After that day we had no doubts. The epic was out. Surprising what kind of freedom this gives you. We decided to relocate basecamp to the Shoshone Geyser Basin.
It took one day. En route we crossed four sets of fresh bear tracks: one left by a lone grizzly, two presumably set by a grizzly sow and her cub, and one belonging to a black bear. We crossed deer tracks, elk tracks, and moose tracks. In one valley a woodpecker head-hammered high in a dead pine. Camp robbers, gray and greedy, kept watch of our progress bounding limb to limb. Huge blue sandhill cranes, like kites playing tag, scythed just above the trees.
The Shoshone Geyser Basin is one of the largest thermal areas on the face of the earth. The last time I skied across Yellowstone, I was on an epic-making excursion, so I skipped it. Steve, Bill, Rick, and I spent half a week there, doing thorough, spirograph-like recons of the entire basin.
One day, after fording several swamps and inlets, Rick, Steve, and I found ourselves standing on a reed-covered spit separated from shore by a 60-foot expanse of open water. By now we had the routine down. Strip to absolutely nothing. Stuff everything in your pack but skis and poles. Make two trips.
Shivering, I balanced my pack on my head and waded out. Warm water rose over my calves, then up over my knees. Then up around my waist, then to my chest. Stepping delicately, I had moved more than halfway across when... the water suddenly swallowed me. Before I could even yelp I went under, black liquid closing over my head, leaving the pack floating alone on the water. Adrenaline and fear shot me back to the surface. Stroking, retreating, dragging the pack through the water, I splashed back to shore. That's the kind of thing you can do in Yellowstone and not have an ordeal. So that's what we did, for three days. We played.
Our two weeks were almost gone when we decided to ski across Shoshone Lake. Knowing it was two feet deep in slush during the day, we waited until midnight, pulled up camp, and gingerly skied out onto the ice.
Invisible specks of snow pattered our faces on a night like the first. Cold, moonless, shadowless. Wet clouds had sucked down over the lake. But four hours of darkness had not been enough to change the enormous bowl of mush back into ice. Sometimes our skis held. Sometimes we would hear a sick snap that would send goosebumps down our necks. Then we would drop to our calves or deeper in jagged icecubes and frozen slush, let out little screams, and crash forward until we regained solid ice. Kind of horrifying at first, but we got used to it.
Serious fractures, those that penetrated into open water, we crossed at right angles. Switching leads, each man got his own chance to go for a swim. But by 5 A.M. we'd traversed Shoshone Lake without mishap. We bivied beside Lewis River for two hours.
It was snowing when we got up. Bill wore his usual massive grin. It was his birthday.
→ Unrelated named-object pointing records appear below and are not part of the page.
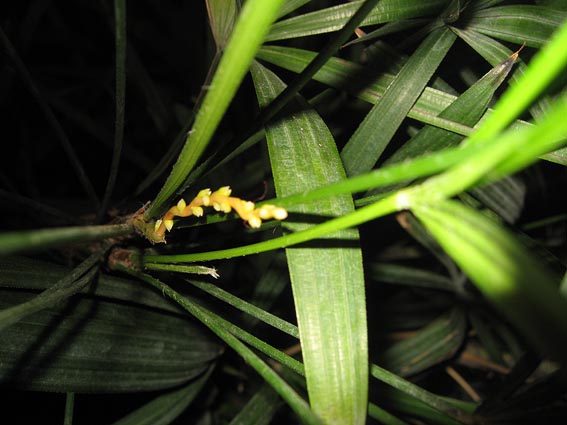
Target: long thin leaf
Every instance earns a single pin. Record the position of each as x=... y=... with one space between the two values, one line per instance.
x=431 y=345
x=334 y=18
x=529 y=24
x=165 y=408
x=503 y=271
x=120 y=43
x=328 y=285
x=260 y=409
x=96 y=345
x=251 y=27
x=372 y=136
x=30 y=240
x=270 y=376
x=415 y=391
x=64 y=288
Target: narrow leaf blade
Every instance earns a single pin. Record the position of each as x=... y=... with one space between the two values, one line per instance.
x=328 y=284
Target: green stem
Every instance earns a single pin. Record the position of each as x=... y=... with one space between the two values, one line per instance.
x=33 y=240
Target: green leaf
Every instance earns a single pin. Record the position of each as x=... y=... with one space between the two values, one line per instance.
x=532 y=25
x=372 y=136
x=165 y=408
x=222 y=16
x=94 y=345
x=248 y=308
x=435 y=343
x=251 y=27
x=504 y=272
x=466 y=109
x=260 y=409
x=429 y=399
x=224 y=330
x=41 y=239
x=363 y=83
x=34 y=275
x=412 y=276
x=334 y=18
x=69 y=285
x=328 y=284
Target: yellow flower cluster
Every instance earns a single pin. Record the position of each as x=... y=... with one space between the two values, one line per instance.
x=220 y=200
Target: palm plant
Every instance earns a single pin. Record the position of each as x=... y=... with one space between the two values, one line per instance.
x=397 y=265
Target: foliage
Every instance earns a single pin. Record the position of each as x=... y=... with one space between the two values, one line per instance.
x=411 y=153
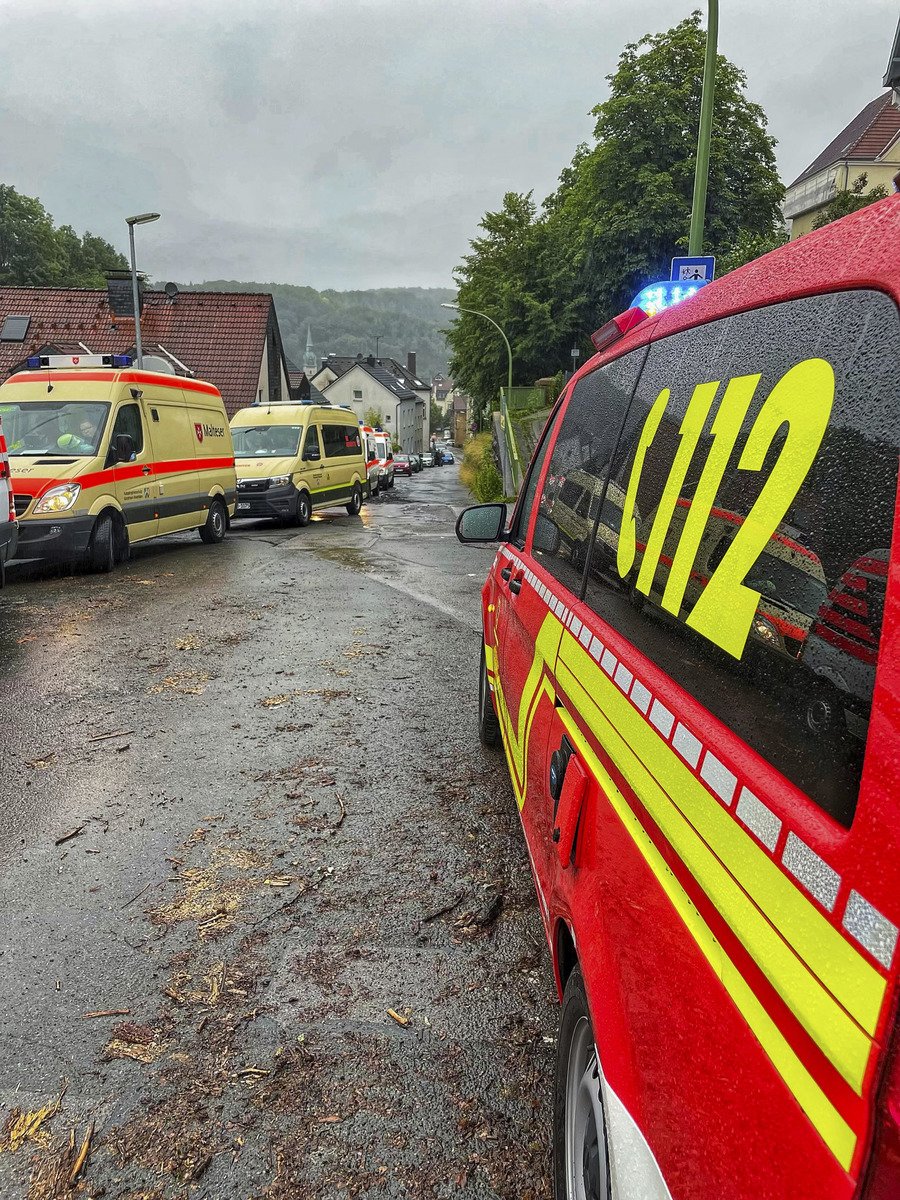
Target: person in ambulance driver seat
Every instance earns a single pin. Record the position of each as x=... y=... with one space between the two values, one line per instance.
x=84 y=442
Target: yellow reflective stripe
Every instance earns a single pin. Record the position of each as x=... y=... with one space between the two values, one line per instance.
x=832 y=1127
x=516 y=742
x=837 y=1035
x=856 y=985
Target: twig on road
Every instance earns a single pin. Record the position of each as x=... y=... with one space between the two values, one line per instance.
x=72 y=833
x=342 y=817
x=138 y=895
x=444 y=911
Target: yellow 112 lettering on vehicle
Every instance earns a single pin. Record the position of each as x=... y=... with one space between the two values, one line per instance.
x=801 y=401
x=691 y=635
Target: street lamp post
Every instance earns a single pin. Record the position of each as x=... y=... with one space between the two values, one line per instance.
x=504 y=413
x=701 y=172
x=143 y=219
x=509 y=351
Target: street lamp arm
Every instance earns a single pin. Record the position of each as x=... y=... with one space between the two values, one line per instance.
x=484 y=315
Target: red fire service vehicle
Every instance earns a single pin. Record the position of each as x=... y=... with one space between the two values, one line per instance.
x=691 y=658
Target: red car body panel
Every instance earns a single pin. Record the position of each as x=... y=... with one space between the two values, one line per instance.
x=744 y=1083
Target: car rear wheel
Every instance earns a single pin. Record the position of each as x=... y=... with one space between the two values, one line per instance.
x=304 y=509
x=355 y=501
x=214 y=529
x=101 y=551
x=581 y=1169
x=489 y=727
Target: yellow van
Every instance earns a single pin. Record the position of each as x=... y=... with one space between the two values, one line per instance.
x=293 y=459
x=103 y=455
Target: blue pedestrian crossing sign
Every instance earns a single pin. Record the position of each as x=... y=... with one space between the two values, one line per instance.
x=697 y=269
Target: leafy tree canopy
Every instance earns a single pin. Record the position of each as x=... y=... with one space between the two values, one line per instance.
x=34 y=252
x=619 y=214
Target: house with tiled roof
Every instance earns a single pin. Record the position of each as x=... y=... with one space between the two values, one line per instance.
x=229 y=339
x=366 y=387
x=869 y=145
x=335 y=366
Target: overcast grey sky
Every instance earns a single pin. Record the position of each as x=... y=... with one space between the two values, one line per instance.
x=355 y=143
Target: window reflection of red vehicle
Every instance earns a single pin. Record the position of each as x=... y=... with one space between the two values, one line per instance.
x=841 y=648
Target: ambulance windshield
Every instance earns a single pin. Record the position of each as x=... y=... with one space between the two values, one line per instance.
x=267 y=441
x=71 y=427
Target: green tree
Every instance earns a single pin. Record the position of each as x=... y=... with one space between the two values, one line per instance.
x=749 y=246
x=504 y=279
x=35 y=252
x=622 y=209
x=849 y=201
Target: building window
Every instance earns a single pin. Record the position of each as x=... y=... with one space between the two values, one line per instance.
x=15 y=329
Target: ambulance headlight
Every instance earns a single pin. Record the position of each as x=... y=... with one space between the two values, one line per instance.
x=58 y=499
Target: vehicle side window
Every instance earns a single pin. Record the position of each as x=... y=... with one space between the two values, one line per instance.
x=576 y=480
x=127 y=420
x=341 y=441
x=522 y=515
x=755 y=489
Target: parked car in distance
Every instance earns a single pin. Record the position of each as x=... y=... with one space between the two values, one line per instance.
x=295 y=459
x=690 y=658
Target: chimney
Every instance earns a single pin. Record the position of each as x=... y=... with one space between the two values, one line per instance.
x=119 y=293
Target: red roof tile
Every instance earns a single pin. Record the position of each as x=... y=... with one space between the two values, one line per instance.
x=867 y=138
x=219 y=336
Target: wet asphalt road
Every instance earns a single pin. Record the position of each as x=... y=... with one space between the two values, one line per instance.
x=291 y=879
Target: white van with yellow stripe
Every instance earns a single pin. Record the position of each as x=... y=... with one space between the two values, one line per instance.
x=295 y=459
x=103 y=455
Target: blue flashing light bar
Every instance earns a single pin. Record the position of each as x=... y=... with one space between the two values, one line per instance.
x=65 y=361
x=657 y=297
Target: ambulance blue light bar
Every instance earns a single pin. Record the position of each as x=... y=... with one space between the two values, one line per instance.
x=665 y=294
x=64 y=361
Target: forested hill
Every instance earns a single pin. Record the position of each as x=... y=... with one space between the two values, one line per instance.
x=348 y=322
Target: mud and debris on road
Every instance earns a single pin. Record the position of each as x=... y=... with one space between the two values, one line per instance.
x=270 y=922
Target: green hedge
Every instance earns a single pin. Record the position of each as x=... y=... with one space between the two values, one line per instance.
x=479 y=469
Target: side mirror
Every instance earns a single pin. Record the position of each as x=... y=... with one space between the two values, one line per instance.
x=546 y=535
x=124 y=448
x=484 y=522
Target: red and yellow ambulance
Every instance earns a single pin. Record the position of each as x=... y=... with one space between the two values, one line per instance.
x=699 y=697
x=103 y=455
"Ya know, felt like I was on the pointy end of the rope the whole damn night." He was saying it like he always did, at once serious and comical.
I started to chuckle. Steve broke a crooked smile. Rick let out a great laugh that rebounded off the valley walls.
That night had been the most epiclike of the whole tour, and it had been nothing, a cake walk. And we'd still had a great time.
Thing is, epics aren't all they're cracked up to be. Sometimes they're plain narcissistic. When you get frostbite or dysentery or face death, you become the center of your own universe. Your own struggle comes whistling so loud in your ear that you can't hear the earth, can't stop and listen to the landscape. Yellowstone, given the chance, won't let you get away with that.